Ketika mengenang masa lalunya sebagai "bandit hutan", Bapak Ho Van Cu Ta (lahir tahun 1983) mengenang bahwa sekitar 23 tahun yang lalu, kehidupan banyak warga etnis Bru-Van Kieu dan Pa Ko seperti Bapak Ho Van Cu Ta di komune Huong Hiep sepenuhnya bergantung pada hutan.

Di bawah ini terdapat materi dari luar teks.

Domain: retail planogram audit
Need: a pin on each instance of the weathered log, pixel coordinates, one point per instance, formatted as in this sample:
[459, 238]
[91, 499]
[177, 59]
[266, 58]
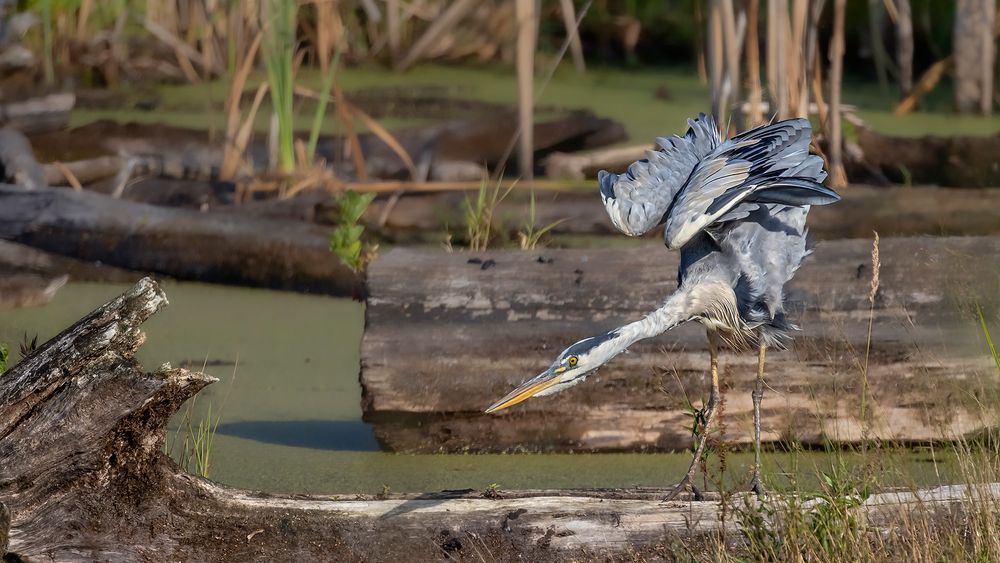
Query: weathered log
[180, 243]
[449, 333]
[580, 165]
[17, 163]
[37, 115]
[22, 289]
[30, 277]
[85, 478]
[956, 161]
[891, 211]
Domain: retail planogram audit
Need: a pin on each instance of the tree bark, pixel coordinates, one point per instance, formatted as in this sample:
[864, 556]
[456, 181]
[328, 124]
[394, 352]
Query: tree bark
[17, 162]
[37, 115]
[974, 51]
[85, 478]
[488, 324]
[904, 47]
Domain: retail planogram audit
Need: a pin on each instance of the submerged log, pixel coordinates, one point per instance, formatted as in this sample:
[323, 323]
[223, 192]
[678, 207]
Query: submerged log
[27, 289]
[179, 243]
[890, 211]
[31, 277]
[84, 478]
[449, 333]
[17, 163]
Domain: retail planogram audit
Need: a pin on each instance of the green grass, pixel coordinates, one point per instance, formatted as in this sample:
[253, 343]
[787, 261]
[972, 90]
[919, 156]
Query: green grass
[628, 96]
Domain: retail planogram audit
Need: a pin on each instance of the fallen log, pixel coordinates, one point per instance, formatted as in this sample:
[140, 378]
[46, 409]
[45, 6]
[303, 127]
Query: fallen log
[85, 478]
[20, 289]
[449, 333]
[179, 243]
[38, 115]
[891, 211]
[957, 161]
[447, 149]
[586, 164]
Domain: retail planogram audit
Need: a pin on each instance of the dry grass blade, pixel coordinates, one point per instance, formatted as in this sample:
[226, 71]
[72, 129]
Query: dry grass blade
[231, 153]
[357, 155]
[70, 177]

Sepanjang tahun, Ho Van Cu Ta dan penduduk desa pergi ke hutan untuk menggali singkong, menebang pohon, rotan, bambu... untuk dibawa ke pasar dan dijual.

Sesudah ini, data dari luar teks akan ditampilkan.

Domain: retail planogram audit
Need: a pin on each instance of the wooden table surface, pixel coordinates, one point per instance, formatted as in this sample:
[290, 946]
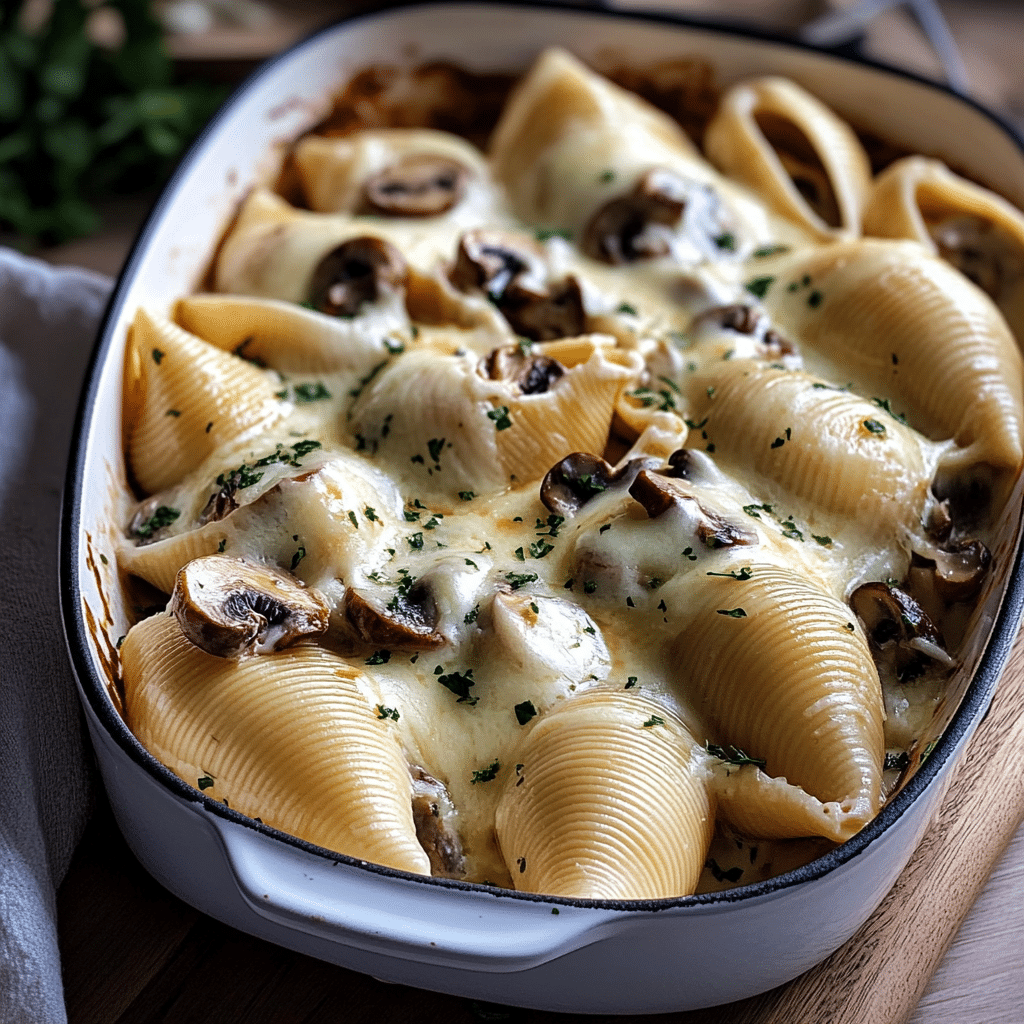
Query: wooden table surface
[134, 954]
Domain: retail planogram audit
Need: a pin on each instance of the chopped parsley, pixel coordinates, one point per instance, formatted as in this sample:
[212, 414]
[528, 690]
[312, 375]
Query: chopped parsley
[459, 683]
[732, 756]
[435, 445]
[486, 774]
[501, 417]
[884, 403]
[163, 516]
[517, 580]
[524, 712]
[741, 573]
[769, 251]
[305, 393]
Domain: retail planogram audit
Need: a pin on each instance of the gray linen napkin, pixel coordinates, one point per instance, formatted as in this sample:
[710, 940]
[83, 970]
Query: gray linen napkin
[48, 321]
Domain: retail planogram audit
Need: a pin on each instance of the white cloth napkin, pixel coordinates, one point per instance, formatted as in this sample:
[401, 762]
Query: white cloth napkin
[48, 321]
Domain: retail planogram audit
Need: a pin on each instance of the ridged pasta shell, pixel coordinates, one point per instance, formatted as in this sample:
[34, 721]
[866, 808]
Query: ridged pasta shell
[780, 670]
[333, 171]
[187, 398]
[769, 131]
[436, 417]
[609, 803]
[904, 326]
[284, 335]
[569, 140]
[835, 452]
[290, 737]
[159, 562]
[918, 198]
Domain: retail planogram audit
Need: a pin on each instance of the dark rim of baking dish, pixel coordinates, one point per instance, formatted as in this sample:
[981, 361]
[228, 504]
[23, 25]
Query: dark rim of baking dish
[975, 701]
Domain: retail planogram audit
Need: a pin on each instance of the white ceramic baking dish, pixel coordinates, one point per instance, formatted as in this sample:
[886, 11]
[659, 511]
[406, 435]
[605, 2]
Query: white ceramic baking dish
[465, 939]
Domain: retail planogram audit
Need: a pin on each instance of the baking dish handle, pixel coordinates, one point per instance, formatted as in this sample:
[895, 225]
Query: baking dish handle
[341, 903]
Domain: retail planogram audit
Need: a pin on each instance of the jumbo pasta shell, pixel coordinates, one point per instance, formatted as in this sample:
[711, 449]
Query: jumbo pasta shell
[285, 336]
[801, 438]
[291, 738]
[185, 399]
[569, 140]
[976, 230]
[775, 137]
[779, 669]
[607, 801]
[905, 327]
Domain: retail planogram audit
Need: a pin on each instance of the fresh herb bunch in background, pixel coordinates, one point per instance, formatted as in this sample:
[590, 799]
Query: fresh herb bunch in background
[86, 114]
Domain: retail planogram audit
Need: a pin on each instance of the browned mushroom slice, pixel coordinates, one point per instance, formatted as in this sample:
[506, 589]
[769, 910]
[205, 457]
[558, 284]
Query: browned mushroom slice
[229, 607]
[958, 567]
[530, 373]
[581, 476]
[555, 312]
[432, 814]
[355, 272]
[621, 231]
[408, 623]
[512, 273]
[657, 493]
[419, 185]
[901, 634]
[743, 320]
[489, 260]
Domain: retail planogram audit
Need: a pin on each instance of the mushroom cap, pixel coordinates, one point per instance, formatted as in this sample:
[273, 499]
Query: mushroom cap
[355, 272]
[231, 607]
[419, 185]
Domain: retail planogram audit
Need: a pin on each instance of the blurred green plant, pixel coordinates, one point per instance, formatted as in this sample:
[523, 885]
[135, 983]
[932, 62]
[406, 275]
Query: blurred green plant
[81, 121]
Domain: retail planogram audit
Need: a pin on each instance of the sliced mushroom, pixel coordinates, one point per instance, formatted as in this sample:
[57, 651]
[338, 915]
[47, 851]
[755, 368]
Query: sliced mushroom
[901, 634]
[743, 320]
[626, 228]
[555, 312]
[419, 185]
[581, 476]
[409, 622]
[432, 814]
[511, 271]
[230, 607]
[529, 373]
[958, 567]
[355, 272]
[489, 260]
[657, 493]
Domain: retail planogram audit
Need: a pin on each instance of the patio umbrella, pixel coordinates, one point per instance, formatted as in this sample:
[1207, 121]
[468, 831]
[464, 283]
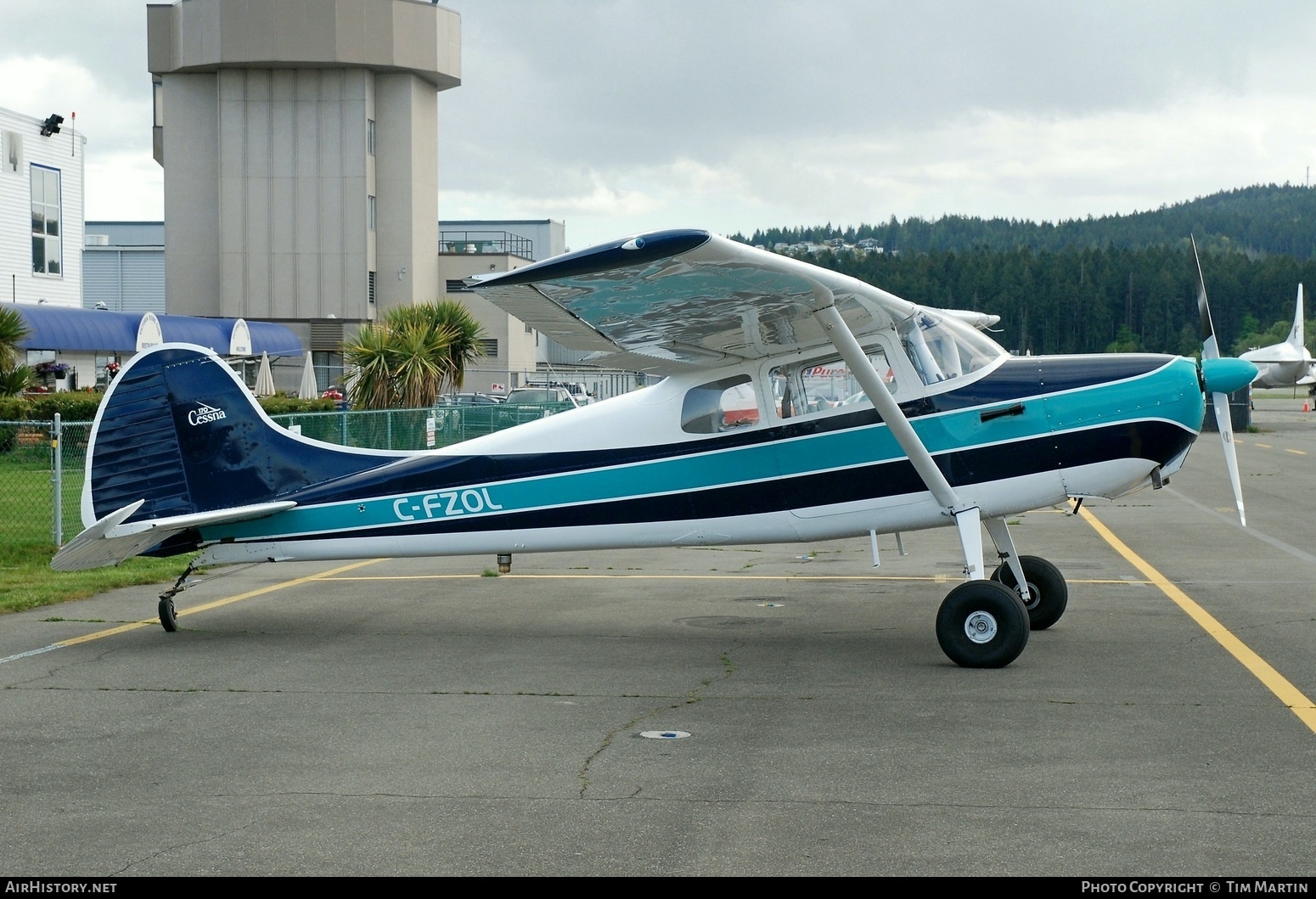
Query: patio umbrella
[263, 378]
[310, 389]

Ho Van Cu Ta dengan naifnya mengira hutan adalah milik alam, sehingga semua orang menebangnya untuk diambil kayunya, dijadikan ladang, dan sebagainya. Tak hanya itu, beberapa penduduk desa yang mengenal jalan setapak di hutan lebat juga dibujuk masuk desa oleh "penebang kayu" dan disewa untuk menebang pohon di hutan.

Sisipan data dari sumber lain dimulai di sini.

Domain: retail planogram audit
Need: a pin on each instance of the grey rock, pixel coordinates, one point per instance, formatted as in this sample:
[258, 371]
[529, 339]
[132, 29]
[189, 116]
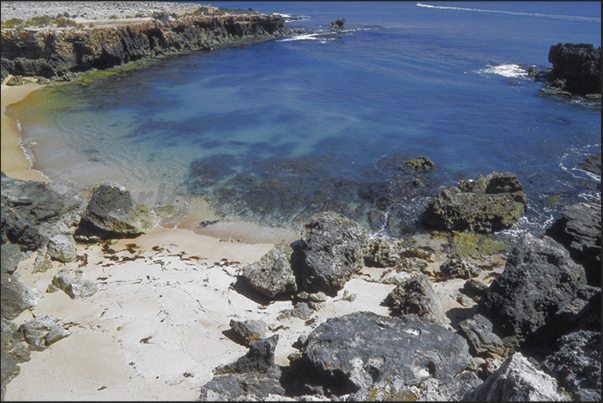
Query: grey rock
[16, 297]
[457, 267]
[579, 230]
[272, 274]
[332, 250]
[488, 204]
[73, 284]
[62, 248]
[577, 364]
[539, 279]
[112, 213]
[415, 295]
[249, 331]
[359, 350]
[39, 333]
[516, 380]
[482, 341]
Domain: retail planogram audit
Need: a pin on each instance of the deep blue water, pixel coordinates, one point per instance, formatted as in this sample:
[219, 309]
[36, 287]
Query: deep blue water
[275, 132]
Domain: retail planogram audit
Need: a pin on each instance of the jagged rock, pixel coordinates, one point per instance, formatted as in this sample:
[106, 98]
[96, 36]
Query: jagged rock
[538, 280]
[415, 295]
[359, 350]
[516, 380]
[249, 331]
[73, 284]
[478, 332]
[576, 68]
[577, 365]
[332, 250]
[62, 248]
[488, 204]
[56, 53]
[39, 333]
[579, 230]
[272, 274]
[457, 267]
[16, 296]
[384, 252]
[112, 213]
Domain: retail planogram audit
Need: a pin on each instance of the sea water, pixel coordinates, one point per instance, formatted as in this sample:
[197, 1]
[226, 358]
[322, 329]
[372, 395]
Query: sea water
[274, 132]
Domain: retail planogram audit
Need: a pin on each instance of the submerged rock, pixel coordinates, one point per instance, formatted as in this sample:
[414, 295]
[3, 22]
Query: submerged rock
[332, 250]
[488, 204]
[517, 380]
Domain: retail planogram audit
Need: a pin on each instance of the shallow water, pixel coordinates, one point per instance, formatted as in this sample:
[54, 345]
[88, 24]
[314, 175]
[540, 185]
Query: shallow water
[275, 132]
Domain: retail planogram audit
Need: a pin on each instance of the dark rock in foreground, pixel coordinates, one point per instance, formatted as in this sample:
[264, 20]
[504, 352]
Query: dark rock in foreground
[539, 279]
[488, 204]
[576, 68]
[579, 230]
[332, 250]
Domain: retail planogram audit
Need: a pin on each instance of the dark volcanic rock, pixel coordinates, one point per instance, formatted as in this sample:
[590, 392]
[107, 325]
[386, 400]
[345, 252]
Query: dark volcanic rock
[112, 213]
[577, 364]
[272, 274]
[539, 279]
[490, 203]
[517, 380]
[360, 349]
[576, 68]
[332, 250]
[579, 230]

Saat itu, tak seorang pun di desa itu berpikir bahwa mereka turut andil dalam perusakan dan pengurasan sumber daya hutan. Baru setelah pihak berwenang menemukan, menjelaskan, dan menyebarluaskan dampak buruk deforestasi serta konsekuensi serius penebangan pohon, mereka mulai berpikir ulang dan memulai perjalanan "membayar kembali" utang kepada hutan hijau.
Perjalanan Ho Van Cu Ta untuk "membalas budi" hutan dimulai dengan 1 hektar lahan dataran tinggi yang ditanami padi, jagung, dll. Di lahan tersebut, dari pagi hingga sore, Ho Van Cu Ta mencabuti rumput liar untuk ditanami Melaleuca japonica, Acacia auriculiformis, dll. Setelah 5 tahun, kawasan hutan yang ditanami berkembang dengan baik dan menghasilkan efisiensi ekonomi yang tinggi, yang menjadi motivasi Ho Van Cu Ta untuk terus memperluas kawasan hutan di Desa Luoi hingga mencapai 10 hektar. Di lahan hutan miliknya, Ho Van Cu Ta secara bergantian memanfaatkannya untuk dijual kepada pedagang dan kemudian menanami kembali hutan dengan pendapatan rata-rata 100-150 juta VND/tahun.
![]() |
| Bapak Ho Van Cu Ta memiliki lebih dari 10 hektar hutan tanaman berpenghasilan tinggi - Foto: SH |
Mengenang masa-masa awal menggali lubang untuk menanam kayu putih kuning dan akasia auriculiformis di ladang dan perbukitan gundul, Ho Van Cu Ta selalu menghadapi tatapan skeptis dan khawatir dari penduduk Desa Luoi. Hal ini wajar karena sejak zaman dahulu hingga saat itu, penduduk Desa Luoi hampir sepenuhnya bergantung pada hutan alam untuk penghidupan mereka. Jika tidak punya makanan, mereka akan pergi ke hutan untuk menggali singkong; untuk membangun rumah, mereka akan pergi ke hutan untuk menebang pohon demi kayu; untuk membuka hutan guna membuka lahan untuk menanam padi dan jagung.
Selain menanam hutan di ladang dan perbukitan gundul, Ho Van Cu Ta juga tak segan bekerja keras dan menempuh jarak jauh untuk membujuk penduduk desa agar tegas menolak bujukan dan godaan "bandit hutan". Awalnya, penduduk desa skeptis, tetapi kemudian berkat tindakan nyata Ho Van Cu Ta, mereka percaya dan mulai belajar cara menanam hutan. Tak hanya itu, dengan antusiasme, semangat, dan tekadnya untuk "membalas budi" hutan, Ho Van Cu Ta terpilih sebagai Kepala Desa Luoi dari tahun 2010 hingga sekarang.
“Saya akan terus menghijaukan hutan dan mengajak masyarakat Desa Luoi untuk menanam hutan, melestarikan hijaunya hutan, agar kita tidak lagi “berhutang budi” pada hijaunya hutan,” ungkap Bapak Ho Van Cu Ta.